Dr Kouvarakis said Mr Wilcox had told him about having suicidal thoughts in prison but explained he had not thought about taking his life for some time.
Gregory Nicholls, a friend of Mr Wilcox, was the last person to see Mr Wilcox alive.
In a statement read at the inquest, he said he had been letting Mr Wilcox stay at in his studio flat following his release from prison.
He said they had picked up their methadone together on the Saturday before his death and that Mr Wilcox had said he was going to take Sunday’s dose on the same day.
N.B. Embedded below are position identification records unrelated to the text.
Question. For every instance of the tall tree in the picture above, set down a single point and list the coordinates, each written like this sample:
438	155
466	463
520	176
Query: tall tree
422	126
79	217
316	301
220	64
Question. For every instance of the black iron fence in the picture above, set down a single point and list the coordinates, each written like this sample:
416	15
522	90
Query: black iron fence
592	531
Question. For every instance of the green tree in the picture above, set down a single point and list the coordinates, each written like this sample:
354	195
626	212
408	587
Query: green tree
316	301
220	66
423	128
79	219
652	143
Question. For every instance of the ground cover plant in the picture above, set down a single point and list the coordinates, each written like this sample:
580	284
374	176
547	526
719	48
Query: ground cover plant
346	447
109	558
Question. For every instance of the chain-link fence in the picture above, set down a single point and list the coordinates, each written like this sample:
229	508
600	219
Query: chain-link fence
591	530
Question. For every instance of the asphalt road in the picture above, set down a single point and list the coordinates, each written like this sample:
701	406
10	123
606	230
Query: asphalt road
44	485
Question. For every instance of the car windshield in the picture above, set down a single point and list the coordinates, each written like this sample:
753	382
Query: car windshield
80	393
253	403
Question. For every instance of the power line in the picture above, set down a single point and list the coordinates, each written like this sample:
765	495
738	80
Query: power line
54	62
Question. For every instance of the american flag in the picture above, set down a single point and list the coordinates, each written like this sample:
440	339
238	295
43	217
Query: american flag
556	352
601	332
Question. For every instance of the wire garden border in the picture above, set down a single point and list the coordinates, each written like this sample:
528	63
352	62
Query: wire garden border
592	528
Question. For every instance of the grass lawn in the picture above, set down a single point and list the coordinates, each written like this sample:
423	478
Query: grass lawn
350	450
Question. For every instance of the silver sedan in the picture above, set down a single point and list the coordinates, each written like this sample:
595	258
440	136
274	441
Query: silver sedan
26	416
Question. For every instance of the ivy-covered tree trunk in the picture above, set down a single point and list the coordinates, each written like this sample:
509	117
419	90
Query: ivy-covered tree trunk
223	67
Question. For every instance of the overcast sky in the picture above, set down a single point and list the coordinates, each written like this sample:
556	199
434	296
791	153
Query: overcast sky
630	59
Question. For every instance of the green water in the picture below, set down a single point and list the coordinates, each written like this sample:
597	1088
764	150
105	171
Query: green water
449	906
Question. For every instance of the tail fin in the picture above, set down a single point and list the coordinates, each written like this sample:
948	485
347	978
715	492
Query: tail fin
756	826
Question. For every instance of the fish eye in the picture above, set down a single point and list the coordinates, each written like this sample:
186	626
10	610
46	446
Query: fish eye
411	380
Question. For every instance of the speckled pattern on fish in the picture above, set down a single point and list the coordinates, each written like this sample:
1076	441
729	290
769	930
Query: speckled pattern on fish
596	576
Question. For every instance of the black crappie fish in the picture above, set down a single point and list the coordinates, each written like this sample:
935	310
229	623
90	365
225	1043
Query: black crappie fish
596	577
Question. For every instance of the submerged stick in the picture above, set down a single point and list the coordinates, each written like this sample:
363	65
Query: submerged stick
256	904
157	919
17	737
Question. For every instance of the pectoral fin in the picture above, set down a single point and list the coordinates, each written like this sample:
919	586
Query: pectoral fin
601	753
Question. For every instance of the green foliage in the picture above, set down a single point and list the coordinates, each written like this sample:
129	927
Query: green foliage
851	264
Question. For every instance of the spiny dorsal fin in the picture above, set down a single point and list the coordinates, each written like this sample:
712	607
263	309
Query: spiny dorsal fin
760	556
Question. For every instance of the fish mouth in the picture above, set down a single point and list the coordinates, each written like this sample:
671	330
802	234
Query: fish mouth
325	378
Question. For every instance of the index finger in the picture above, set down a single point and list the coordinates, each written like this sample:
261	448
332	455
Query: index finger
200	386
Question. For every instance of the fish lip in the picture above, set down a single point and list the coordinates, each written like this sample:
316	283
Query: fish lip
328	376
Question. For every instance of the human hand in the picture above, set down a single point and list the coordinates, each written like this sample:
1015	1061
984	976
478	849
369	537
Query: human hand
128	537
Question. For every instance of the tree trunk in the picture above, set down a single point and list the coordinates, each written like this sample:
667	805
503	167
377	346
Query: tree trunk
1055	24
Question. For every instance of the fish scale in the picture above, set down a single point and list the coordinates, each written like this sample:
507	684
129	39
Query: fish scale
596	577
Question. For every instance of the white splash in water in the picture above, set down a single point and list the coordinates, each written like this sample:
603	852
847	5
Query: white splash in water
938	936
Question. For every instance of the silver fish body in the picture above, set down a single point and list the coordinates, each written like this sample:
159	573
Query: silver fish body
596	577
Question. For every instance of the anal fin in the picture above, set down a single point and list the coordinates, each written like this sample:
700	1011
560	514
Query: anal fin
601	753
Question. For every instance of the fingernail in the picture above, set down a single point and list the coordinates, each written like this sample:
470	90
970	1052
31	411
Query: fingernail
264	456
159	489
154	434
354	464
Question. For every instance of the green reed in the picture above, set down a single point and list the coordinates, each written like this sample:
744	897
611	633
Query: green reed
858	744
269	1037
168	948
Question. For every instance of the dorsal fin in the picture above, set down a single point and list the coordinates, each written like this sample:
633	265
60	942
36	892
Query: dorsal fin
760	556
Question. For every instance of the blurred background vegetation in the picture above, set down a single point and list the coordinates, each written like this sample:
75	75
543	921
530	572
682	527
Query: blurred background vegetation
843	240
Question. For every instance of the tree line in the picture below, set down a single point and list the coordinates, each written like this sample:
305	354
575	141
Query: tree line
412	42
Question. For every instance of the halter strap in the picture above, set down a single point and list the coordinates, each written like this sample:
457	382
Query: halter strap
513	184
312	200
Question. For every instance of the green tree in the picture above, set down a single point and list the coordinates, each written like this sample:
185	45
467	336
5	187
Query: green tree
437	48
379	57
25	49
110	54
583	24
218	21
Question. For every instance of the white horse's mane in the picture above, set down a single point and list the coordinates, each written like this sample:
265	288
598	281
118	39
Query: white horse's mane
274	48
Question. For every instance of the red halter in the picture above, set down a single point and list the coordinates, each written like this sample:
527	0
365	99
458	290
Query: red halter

Mr Nicholls said, “I told him that was stupid because he would need some methadone the next day.”
The coroner was told Mr Wilcox had returned to Mr Nicholls’ Compton Street flat and had obviously taken an illegal substance but he didn’t know what.
The pair went to sleep and the next morning Mr Nicholls heard him snoring, but then became concerned about the sound of his breathing.
Mr Nicholls said, “I didn’t think he was breathing so I put a mirror up against his mouth but there was no condensation.”
Ambulance crews were called but were unable to save Mr Wilcox.
Methadone and dihydrocodine, a strong opiate painkiller, were found in Mr Wilcox’s system following his death.
Miss Pratt recorded a verdict of dependency on drugs.